Наибольшую заботу инженеров компании вызывает обнаруженный Салимом Рашидом вредоносный код, о котором юный программист подробно написал и дал объяснение того, каким образом ему удалось найти проблему.
"Атакующий может использовать эту уязвимость для взлома устройства до того, как пользователь его получит, либо украсть с устройства закрытые ключи физически или, в некоторым случаях, удаленно, - объясняет Рашид, - я продемонстрировал эту атаку на реальном устройстве Ledger Nano S. Кроме того, несколько месяцев назад я отправил исходный код в компанию Ledger, чтобы они могли его воспроизвести".
Компания Ledger заявляет, что специалистов по безопасности попросили подписать Соглашение о вознаграждении как одно из условий оплаты их работы, и в то же время отметили, что это не мешает им публиковать собственные отчеты.
Салим Рашид отказался от вознаграждения, объяснив это следующим образом: "Я не получал вознаграждения от Ledger, так как их соглашение о раскрытии информации не дает мне право публиковать технический отчет. Я выбрал для себя публикацию отчета вместо получения вознаграждения отLedger, главным образом потому, что руководитель Ledger Эрик Ларчевек (Eric Larchevêque) сделал несколько комментариев на Reddit, которые были полны технических неточностей. В результате я забеспокоился, потому что уязвимость могут объяснить клиентам не совсем правильно".

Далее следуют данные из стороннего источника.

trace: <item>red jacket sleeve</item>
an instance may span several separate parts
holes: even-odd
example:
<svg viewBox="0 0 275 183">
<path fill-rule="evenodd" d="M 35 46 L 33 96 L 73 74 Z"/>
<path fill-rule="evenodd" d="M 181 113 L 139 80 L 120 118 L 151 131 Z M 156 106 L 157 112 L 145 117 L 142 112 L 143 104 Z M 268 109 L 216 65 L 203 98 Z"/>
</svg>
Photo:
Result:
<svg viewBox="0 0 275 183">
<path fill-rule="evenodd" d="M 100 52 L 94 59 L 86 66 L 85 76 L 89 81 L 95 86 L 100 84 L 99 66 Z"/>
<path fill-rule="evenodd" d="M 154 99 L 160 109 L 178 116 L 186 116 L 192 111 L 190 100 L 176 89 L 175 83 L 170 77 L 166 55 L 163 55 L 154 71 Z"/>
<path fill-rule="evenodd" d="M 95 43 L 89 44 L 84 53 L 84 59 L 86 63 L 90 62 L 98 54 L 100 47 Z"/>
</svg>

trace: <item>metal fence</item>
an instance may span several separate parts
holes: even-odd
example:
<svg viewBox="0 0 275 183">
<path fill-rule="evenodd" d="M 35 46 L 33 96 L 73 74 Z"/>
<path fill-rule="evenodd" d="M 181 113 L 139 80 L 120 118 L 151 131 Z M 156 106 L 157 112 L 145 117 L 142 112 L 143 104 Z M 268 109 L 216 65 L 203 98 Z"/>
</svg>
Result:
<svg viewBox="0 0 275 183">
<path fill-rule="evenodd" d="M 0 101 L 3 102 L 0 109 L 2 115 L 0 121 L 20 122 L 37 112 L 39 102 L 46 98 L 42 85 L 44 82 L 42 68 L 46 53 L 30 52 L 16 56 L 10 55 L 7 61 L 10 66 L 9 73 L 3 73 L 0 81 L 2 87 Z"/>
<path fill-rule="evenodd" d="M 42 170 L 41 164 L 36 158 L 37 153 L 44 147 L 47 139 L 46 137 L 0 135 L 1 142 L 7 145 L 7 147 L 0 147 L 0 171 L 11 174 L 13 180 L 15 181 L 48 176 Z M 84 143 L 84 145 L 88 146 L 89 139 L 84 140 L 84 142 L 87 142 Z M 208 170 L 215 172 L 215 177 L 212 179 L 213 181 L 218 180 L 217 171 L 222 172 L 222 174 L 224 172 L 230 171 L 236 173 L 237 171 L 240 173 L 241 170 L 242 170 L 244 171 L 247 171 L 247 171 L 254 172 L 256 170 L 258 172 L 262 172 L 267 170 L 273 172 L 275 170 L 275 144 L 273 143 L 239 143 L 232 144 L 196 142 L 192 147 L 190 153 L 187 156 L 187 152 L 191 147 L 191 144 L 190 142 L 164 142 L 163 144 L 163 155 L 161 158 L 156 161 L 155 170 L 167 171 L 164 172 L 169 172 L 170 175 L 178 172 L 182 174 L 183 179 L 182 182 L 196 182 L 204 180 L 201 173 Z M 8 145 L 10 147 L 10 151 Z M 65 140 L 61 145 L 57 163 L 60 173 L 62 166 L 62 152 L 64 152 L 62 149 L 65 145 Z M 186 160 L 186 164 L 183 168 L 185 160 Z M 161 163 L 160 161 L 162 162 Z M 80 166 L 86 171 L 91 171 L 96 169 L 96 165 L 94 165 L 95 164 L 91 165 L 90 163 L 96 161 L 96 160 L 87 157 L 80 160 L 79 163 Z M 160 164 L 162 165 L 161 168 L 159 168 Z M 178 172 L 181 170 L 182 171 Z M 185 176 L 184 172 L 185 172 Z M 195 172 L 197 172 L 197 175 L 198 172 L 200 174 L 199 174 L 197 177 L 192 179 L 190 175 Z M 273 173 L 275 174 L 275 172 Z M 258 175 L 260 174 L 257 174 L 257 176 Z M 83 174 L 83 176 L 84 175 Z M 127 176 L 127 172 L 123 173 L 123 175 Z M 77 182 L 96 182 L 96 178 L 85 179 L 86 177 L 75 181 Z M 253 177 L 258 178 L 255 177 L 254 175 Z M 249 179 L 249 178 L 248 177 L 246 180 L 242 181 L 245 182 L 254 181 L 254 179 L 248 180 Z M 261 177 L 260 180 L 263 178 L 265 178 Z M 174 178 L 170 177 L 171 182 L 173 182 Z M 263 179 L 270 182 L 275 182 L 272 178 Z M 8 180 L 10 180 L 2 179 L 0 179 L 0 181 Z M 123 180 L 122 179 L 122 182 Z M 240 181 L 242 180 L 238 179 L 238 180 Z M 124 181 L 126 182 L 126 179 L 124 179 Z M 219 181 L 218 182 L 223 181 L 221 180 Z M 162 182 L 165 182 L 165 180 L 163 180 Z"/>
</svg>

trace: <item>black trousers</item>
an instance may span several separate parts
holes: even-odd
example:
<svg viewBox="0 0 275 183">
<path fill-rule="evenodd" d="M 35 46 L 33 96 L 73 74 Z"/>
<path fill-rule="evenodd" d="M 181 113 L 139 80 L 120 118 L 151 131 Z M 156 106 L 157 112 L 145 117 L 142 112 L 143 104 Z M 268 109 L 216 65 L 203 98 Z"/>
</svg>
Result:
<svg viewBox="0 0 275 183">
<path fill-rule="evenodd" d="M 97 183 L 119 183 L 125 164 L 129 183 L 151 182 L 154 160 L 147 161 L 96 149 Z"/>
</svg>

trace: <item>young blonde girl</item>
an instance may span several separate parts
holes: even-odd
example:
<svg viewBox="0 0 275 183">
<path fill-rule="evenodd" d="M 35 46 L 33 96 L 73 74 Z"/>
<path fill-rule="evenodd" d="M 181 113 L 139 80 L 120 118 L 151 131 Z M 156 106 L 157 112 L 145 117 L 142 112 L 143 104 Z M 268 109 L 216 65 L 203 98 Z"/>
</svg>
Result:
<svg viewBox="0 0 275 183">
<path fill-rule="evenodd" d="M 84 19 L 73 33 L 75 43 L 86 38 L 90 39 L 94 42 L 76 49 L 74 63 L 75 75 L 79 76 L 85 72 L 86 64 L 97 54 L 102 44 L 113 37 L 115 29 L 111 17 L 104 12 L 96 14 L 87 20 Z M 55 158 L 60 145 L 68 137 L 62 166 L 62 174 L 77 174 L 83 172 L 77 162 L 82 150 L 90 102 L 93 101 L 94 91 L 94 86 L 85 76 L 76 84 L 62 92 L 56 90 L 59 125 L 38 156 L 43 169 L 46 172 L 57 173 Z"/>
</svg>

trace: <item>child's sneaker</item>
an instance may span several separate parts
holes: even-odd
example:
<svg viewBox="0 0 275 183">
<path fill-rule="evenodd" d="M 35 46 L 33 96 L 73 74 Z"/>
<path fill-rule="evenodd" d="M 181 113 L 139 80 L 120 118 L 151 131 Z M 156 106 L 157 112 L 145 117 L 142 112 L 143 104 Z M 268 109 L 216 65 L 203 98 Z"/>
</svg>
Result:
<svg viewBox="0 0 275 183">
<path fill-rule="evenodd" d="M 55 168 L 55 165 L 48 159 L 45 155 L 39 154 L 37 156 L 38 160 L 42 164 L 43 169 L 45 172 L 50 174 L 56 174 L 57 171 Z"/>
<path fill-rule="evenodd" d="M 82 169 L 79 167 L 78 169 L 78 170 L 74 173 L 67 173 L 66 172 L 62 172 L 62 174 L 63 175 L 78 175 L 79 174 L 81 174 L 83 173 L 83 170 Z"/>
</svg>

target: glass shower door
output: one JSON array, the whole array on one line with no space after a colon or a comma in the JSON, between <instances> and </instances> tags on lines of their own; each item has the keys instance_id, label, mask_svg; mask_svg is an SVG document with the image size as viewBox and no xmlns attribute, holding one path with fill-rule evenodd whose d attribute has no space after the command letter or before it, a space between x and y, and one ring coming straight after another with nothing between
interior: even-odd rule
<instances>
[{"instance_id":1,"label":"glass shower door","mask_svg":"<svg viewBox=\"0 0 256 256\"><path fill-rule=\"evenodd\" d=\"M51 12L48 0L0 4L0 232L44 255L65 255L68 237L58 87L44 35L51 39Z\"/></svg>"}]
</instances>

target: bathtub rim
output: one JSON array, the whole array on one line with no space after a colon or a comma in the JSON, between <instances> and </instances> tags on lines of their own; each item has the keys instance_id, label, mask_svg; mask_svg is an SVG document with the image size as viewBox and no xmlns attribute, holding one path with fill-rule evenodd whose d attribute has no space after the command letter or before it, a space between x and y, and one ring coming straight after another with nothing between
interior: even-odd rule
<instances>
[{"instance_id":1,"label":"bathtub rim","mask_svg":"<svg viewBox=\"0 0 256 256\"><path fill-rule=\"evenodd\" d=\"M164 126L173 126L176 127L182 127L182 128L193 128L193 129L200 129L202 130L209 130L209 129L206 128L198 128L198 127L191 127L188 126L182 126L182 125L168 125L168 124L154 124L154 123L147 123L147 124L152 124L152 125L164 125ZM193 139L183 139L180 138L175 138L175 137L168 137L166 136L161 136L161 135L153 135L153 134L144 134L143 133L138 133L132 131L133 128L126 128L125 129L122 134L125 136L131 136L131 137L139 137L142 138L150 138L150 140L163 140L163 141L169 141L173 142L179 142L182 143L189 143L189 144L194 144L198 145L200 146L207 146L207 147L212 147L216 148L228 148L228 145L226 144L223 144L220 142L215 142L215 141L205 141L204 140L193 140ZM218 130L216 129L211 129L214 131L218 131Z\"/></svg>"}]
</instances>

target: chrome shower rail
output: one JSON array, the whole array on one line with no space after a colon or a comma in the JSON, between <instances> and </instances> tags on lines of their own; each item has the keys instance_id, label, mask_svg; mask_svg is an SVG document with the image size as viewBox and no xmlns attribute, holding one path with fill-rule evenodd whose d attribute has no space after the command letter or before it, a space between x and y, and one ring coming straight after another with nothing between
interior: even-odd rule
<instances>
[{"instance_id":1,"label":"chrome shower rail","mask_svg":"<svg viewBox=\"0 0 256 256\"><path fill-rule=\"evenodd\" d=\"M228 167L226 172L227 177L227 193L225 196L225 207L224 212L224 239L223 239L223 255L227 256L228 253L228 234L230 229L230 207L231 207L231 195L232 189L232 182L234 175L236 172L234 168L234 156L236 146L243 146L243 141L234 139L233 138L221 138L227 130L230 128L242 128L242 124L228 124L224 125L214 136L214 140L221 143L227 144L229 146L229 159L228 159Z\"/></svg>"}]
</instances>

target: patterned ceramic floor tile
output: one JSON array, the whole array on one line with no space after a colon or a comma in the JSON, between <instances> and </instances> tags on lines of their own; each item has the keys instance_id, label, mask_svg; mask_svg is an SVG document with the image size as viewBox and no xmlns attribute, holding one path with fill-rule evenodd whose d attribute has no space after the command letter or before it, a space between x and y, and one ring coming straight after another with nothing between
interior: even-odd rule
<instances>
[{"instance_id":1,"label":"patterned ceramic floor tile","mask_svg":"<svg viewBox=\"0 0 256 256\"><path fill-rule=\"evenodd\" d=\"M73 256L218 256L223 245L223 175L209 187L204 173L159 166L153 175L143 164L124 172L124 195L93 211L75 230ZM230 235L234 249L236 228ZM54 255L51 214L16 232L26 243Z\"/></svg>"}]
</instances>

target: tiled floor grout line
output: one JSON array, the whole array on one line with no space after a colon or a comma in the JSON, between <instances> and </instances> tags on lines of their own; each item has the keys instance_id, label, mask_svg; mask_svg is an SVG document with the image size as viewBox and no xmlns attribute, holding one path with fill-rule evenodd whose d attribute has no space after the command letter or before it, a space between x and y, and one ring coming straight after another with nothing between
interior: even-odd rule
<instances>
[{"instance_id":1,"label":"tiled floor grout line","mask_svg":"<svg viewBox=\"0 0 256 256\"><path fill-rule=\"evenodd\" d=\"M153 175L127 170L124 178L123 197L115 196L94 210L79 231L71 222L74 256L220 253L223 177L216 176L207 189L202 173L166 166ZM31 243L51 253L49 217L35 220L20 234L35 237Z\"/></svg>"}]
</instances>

Юный программист считает, что Ledger хотят уменьшить серьезность обнаруженной им уязвимости. Во всей этой путанице остается невыясненным вопрос безопасности кошельков Ledger. Преподаватель криптографии Мэтью Грин (Matthew Green) опубликовал в Twitter ответ на публикацию Рашида, в котором он рассмотрел сложность полного предотвращения аппаратных атак данного типа.
В конце публикации он заверил: "Ничто в публикации или обнаруженной угрозе не говорит о том, что вы должны испугаться этих уязвимостей или что вам нужно перейти на другие кошельки. Просто соблюдайте осторожность". То есть просто обновить кошелек Ledger до последней версии прошивки.
Атаки, подобные той, которую продемонстрировал Салим Рашид, прежде всего, показывают сложность создания устройства, невосприимчивого ко всем известным видам атак.